La rabia de Shakespeare, el artista, alimenta sus primeras obras, esas obras sobre la rabia que siente, alimentan la obra escrita acerca de la obra con rabia y esta nueva obra rabiosa sobre sus obras creadas con rabia genera una rabiosa obra de rabia sobre rabia. Todo un torbellino de Caribdis donde Stephen podría ahogarse solo, tratando de esquivar a Escila–sus propios fantasmas–que lo persigue desde el lecho de su madre moribunda. Ganar por ganar, argumentar por el placer de argumentar. «Tiene que haber conocido el Tractatus Coislinianus–dice Epstein–, lo debe haber leído cuando estaba en París. Solo así se explica que Joyce utilice el diminutivo de Sócrates (Socratididion) para generar una risa, el placer más directo e instantáneo, según el estudio perdido sobre la comedia de Aristóteles. Mucho antes que Umberto Eco hablara de ese manuscrito perdido en El nombre de la rosa. Y allí está también en las páginas la figura  del hombre oscuro, el arreglista, poniendo frases, cambiando estilos, para que las cabezas que hablan contra Stephen tengan voces de los tiempos isabelinos».

La luz insuficiente del cuarto de reuniones, varios vasos de café sobre la mesa, las ediciones de Gabler siendo interrogadas, subrayadas. Mi reino por una canción de Epstein sacada de los tiempos de Joyce. James era un buen tipo, que puso a sus enemigos en fila y con nombre propio en el capítulo 9 de su novela. Allí empezó el verano de su alegría. Los comentarios breves–algunos muy acertados– y algunas risas, las perlas que son sus ojos clavados en el texto, en esa letras negras sobre papel blanco (bueno, crema paliducho); como ese paseito de Stephen por la playa Sandymount Strand,  en un día jueves que escribo estas líneas, porque tiene que ser un jueves, 16 de junio de 1904, cuando sucede todo.

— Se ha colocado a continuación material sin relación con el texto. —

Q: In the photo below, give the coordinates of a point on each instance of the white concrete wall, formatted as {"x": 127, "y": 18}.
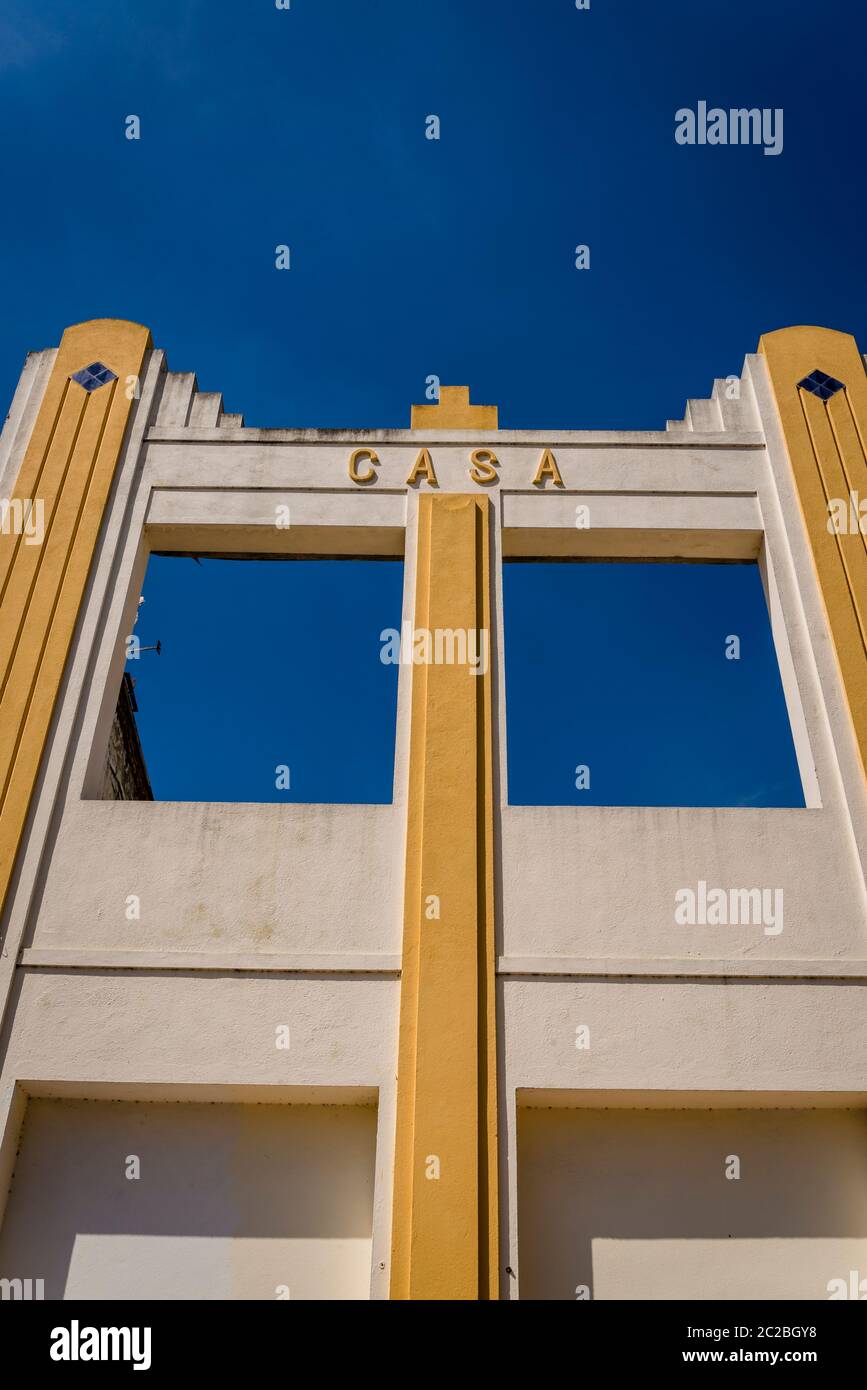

Porque ese poema de Vallejo–quien ya había pasado su midway on our life’s journey– no es sino un enorme homenaje a Stephen Dedalus, imaginando versos en Sandymount Strand, colocando piedras negras sobre piedras blancas, letras negras sobre un pedazo de papel arrancado de una carta, solo al lado del mar, decidiendo su destino, como una imparable corriente que fluye–como la orina sobre la playa–desde su subconsciente, una marea que abarca ese momento, todas sus dudas sobre Dios y la inmortalidad, la evolución del hombre; y también los fantasmas que lo acosan, que lo obligan a crear cosas, a tener sueños; como lo hacen también con este muchacho dublinés, este poeta que imagina versos en Dublín, mientras piensa y camina con dirección a París.